Telcel's biggest competitor, Grupo Iusacell, which is 39.4 percent owned by U.S. telephone giant Verizon Communications (NYSE:VZ - news) and 34.5 percent by British company Vodafone Group Plc (quote from Yahoo! UK & Ireland: VOD.L)(NYSE:VOD - news), is lagging far behind. The company had 1.7 million customers as of October.

And analysts say they are still waiting for the company to revive growth after it changed strategy in 2001, away from contract or post-paid clients, and to prepaid

Contract clients are more profitable and Iusacell previously focused on these higher-quality clients. But the company found it could not compete with the huge growth of all the other firms, who focus on prepaid clients.

``We still need to see the results of the change in strategy,'' Peeters said.

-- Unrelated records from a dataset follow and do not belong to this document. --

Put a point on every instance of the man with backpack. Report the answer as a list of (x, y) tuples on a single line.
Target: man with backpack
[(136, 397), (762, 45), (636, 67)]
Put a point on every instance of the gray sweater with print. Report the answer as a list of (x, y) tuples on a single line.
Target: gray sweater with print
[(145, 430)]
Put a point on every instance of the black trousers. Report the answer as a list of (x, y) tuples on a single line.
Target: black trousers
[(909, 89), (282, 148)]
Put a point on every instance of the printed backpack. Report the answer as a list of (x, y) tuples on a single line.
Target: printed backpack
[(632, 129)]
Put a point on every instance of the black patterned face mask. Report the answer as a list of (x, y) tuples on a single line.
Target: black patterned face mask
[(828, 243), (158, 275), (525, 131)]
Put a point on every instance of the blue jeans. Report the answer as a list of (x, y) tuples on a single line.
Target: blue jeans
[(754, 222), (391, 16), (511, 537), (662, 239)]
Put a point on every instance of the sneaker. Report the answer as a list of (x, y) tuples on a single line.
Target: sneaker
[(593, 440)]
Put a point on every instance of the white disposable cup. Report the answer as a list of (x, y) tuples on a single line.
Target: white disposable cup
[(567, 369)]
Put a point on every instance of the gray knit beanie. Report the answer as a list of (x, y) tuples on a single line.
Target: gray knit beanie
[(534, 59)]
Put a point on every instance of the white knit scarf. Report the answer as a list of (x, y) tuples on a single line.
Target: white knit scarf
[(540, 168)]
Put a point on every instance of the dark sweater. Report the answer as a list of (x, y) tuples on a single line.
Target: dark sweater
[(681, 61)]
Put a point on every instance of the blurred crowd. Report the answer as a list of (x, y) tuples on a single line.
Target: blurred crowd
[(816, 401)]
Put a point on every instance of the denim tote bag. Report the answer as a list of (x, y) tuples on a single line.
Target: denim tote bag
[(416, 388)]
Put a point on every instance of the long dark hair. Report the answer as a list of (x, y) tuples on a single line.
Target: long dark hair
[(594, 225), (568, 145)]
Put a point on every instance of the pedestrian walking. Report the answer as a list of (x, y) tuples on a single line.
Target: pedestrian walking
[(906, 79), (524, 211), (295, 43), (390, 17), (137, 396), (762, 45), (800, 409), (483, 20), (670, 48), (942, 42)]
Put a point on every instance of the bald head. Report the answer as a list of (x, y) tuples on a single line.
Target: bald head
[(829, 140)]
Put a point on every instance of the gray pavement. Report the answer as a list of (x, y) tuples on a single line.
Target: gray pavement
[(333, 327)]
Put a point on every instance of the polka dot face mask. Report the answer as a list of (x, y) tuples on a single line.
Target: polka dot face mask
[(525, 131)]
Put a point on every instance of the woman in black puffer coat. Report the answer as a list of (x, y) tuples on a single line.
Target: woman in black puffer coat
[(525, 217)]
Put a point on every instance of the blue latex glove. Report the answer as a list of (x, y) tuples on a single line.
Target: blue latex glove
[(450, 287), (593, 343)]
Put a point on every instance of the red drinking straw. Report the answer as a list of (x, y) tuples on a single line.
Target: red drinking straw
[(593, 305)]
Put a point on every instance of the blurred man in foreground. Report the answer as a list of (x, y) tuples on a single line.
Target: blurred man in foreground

``Iusacell faces the biggest challenge since it missed out on the industry's high growth rate of the last two years, while going through a slow restructuring process that has shown financial results, but still has to prove being operationally effective,'' said Felipe Gonzalez, a research analyst with The Yankee Group in Mexico City.

Another competitor, Pegaso, has spent $1.8 billion to build a nationwide system, but has not had enough money to make its coverage as complete as Telcel's. Running low on investment money, the company got very close to striking a deal last year with Spain's Telefonica, but the talks broke down over price. In recent months Pegaso has cut jobs in an efficiency drive.

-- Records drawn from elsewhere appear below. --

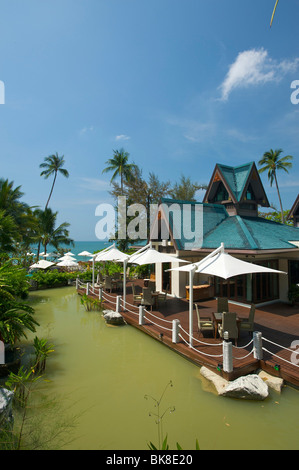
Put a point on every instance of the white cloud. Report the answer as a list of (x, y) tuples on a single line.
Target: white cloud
[(255, 67), (122, 137)]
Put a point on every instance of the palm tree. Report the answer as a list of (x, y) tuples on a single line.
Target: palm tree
[(48, 233), (272, 163), (53, 164), (120, 166)]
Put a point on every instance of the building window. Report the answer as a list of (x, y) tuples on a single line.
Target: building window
[(221, 194)]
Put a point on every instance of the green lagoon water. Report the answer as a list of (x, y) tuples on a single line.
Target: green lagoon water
[(102, 374)]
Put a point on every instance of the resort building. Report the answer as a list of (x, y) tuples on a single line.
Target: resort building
[(228, 214)]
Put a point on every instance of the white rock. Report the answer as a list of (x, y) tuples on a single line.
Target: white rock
[(219, 383), (249, 387), (276, 383), (6, 416)]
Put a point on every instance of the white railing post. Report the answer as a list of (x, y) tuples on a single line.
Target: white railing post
[(227, 349), (175, 331), (257, 345), (141, 315), (118, 299)]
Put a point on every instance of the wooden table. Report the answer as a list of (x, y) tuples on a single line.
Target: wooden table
[(202, 292)]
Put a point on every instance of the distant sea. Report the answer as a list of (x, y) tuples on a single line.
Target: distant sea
[(78, 248)]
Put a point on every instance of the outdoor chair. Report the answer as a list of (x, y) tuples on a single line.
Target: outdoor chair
[(229, 324), (151, 286), (248, 323), (108, 283), (162, 296), (147, 298), (204, 323), (222, 304), (136, 297)]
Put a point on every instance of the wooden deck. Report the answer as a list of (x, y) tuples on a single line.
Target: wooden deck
[(278, 323)]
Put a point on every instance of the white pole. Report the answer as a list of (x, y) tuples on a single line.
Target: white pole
[(191, 277), (125, 262), (227, 356), (175, 330), (93, 272), (141, 315)]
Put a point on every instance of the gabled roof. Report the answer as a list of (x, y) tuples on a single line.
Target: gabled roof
[(236, 181), (236, 232), (295, 208), (252, 233)]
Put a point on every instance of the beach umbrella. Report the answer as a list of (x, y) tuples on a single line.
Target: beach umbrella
[(67, 257), (85, 253), (152, 256), (42, 264), (219, 263), (68, 263)]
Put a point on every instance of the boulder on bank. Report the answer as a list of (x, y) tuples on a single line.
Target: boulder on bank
[(6, 416), (249, 387), (113, 318), (276, 383), (219, 383)]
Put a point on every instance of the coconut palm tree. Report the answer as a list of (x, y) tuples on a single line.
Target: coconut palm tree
[(53, 165), (48, 233), (120, 167), (272, 163)]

Meanwhile, the company's vendor financing deal with Qualcomm Inc. (NasdaqNM:QCOM - news) is in trouble. Qualcomm has written off the debt Pegaso owes and said in November it is trying to sell its Pegaso stake. U.S. firms Leap Wireless International (NasdaqNM:LWIN - news) and Sprint Corp. PCS Group (NYSE:FON - news) also have stakes in Pegaso.

A Pegaso spokeswoman told Reuters the company had 940,000 subscribers at the end of January, compared with 550,000 at the end of 2000 and with 791,000 at the end of October 2001.

Another Telcel competitor long rumored to be in talks with potential international buyers is Unefon, a venture started by Mexican broadcaster TV Azteca (NYSE:TZA - news), aimed at low-end consumers with cheap per-minute rates.

Unefon ended 2001 with 825,000 subscribers, up from 156,000 at the end of 2000, a source at the company said.